Objective: A number of different methods must be combined for the robust certification of highly automated vehicles (HAVs) for deployment in ODDs encompassing public roads. This paper, which is authored by a braintrust of the world’s leading academics in validation, verification and certification and affiliated with Europe's largest autonomous vehicle developer FiveAI, proposes a core set of processes.
Methods: The paper discusses in detail: (1) requirements discovery; (2) behaviour requirements; (3) simulation as a tool for verification; (4) useful tools and methods.
Results: We propose a process centred around hyper-scale fuzzed scenario-based testing and the use of coverage driven verification methods in digital twins of the ODD and using generative models representative of each ODD. Testing must cover both full stack testing, which will require photo-realistic and sensor-realistic rendering of scenarios and objects, together with accurate sensor modelling and motion planning stack testing, will require robust beliefs over scenario actor behaviours to test predictive, planning and motion synthesis.
Discussion and Conclusions: The paper poses several questions for policy makers: (1) Could a validation, verification and certification system that incentivizes sharing of scenarios while protecting the value intrinsic to their discovery, improve safety across the industry?

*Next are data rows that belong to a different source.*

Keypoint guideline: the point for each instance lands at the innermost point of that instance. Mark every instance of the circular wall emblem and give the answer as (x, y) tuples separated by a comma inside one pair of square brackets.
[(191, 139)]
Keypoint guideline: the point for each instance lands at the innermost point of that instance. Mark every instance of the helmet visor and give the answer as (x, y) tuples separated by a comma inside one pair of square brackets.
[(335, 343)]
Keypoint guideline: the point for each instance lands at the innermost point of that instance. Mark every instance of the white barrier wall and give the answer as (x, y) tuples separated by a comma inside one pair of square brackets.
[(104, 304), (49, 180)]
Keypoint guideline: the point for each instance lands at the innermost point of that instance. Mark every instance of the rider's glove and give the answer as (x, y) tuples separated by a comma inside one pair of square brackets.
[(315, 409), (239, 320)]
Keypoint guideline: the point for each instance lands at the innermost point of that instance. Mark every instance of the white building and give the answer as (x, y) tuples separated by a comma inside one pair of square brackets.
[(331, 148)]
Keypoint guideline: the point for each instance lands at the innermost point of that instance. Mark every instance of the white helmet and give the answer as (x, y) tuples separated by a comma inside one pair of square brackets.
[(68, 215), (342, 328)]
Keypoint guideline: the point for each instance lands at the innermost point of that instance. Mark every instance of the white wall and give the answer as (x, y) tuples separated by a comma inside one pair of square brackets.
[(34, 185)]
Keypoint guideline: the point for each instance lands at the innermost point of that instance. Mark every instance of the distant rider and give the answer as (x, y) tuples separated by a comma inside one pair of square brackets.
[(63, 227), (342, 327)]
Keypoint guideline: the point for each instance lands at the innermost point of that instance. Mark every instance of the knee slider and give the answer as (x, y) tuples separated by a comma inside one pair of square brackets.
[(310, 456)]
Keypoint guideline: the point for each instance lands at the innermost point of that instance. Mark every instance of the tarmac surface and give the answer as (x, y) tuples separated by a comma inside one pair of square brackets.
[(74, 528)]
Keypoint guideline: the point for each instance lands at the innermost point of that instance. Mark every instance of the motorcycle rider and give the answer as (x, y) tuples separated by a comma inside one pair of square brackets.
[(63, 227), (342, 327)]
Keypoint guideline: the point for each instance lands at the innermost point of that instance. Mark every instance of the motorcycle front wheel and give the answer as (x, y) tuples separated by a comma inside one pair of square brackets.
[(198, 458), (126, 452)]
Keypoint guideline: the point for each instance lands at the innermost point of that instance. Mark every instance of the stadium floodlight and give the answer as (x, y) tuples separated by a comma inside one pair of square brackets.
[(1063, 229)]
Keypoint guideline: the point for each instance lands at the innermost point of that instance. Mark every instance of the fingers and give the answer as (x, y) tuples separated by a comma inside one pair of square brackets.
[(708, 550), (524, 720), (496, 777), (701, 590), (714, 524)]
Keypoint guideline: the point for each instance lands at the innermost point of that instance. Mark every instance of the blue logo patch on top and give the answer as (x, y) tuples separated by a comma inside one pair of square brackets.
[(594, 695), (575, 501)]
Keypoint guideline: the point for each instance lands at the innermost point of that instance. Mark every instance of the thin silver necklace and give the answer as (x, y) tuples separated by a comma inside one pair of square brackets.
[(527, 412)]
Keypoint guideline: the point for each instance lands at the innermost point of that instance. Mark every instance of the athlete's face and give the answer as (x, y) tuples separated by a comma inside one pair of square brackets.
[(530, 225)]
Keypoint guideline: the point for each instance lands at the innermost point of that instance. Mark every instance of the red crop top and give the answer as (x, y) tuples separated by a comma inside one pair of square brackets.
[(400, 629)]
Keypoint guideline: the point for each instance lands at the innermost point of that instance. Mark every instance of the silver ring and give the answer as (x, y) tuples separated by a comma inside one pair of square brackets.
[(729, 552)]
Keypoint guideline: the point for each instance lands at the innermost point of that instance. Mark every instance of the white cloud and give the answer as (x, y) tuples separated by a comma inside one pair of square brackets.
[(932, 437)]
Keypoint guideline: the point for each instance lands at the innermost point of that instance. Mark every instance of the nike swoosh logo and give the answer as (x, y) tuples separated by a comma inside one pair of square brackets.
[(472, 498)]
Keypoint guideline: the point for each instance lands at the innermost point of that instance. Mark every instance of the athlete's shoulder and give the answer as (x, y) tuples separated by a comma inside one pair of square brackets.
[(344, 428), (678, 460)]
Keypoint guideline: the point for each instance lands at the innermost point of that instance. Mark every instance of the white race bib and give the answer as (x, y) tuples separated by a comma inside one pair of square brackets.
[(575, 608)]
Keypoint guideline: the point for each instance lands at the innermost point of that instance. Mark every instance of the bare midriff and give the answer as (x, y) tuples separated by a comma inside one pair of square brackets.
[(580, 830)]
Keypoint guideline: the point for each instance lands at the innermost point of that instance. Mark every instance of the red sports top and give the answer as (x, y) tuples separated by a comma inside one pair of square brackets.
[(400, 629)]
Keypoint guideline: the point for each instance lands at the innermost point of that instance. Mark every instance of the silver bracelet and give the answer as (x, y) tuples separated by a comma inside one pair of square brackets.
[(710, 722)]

Could it be used by an approval body such as a national Certification Agency to establish a high standard for national certification? (2) Can the industry agree on a scenario description language that supports coverage-driven verification and is extensible? (3) What should the specification of an appropriate simulation environment be? (4) Could the specification for a test oracle be made available and could this be based on a formal description of ‘good driving’? (5) Is auditable adherence to the IATF16949:2016 quality assurance process sufficient to satisfy ‘Conformity of Production’?
Key questions also remain, including: (a) What machine learning methods should be applied to directed random testing in coverage driven verification? (b) Given the high dimensionality of the test space, what coverage measures are meaningful in generative and ODD digital twin verification? (c) Which computer vision methods can we apply to the 3D reconstruction of digital twin worlds from photogrammetry, LIDAR scans and other modalities that mean accurate, up-to-date digital twins are feasible? (d) What hardware acceleration beyond GPUs can we design and apply to enable faster-than-real-time full stack verification of HAVs? (e) How can we apply formal software checking to the complex integrated systems required for autonomous driving to ensure that each build achieves its goals without bugs or gaps? (f) How do we really apply formal mathematical methods to express the Digital Highway Code (DHC), vehicle dynamics and other road user expectations and behaviours to verify the behavioural safety of HAVs? (g) How can we verify HAV systems that comprise of one or more end-to-end neural networks with the requirements to explain failure modes and take corrective actions to improve their performance using human readability and intermediate outputs of modular processes? (h) How might we extrapolate randomized testing, including near collisions, into a measure of probability of collision generally?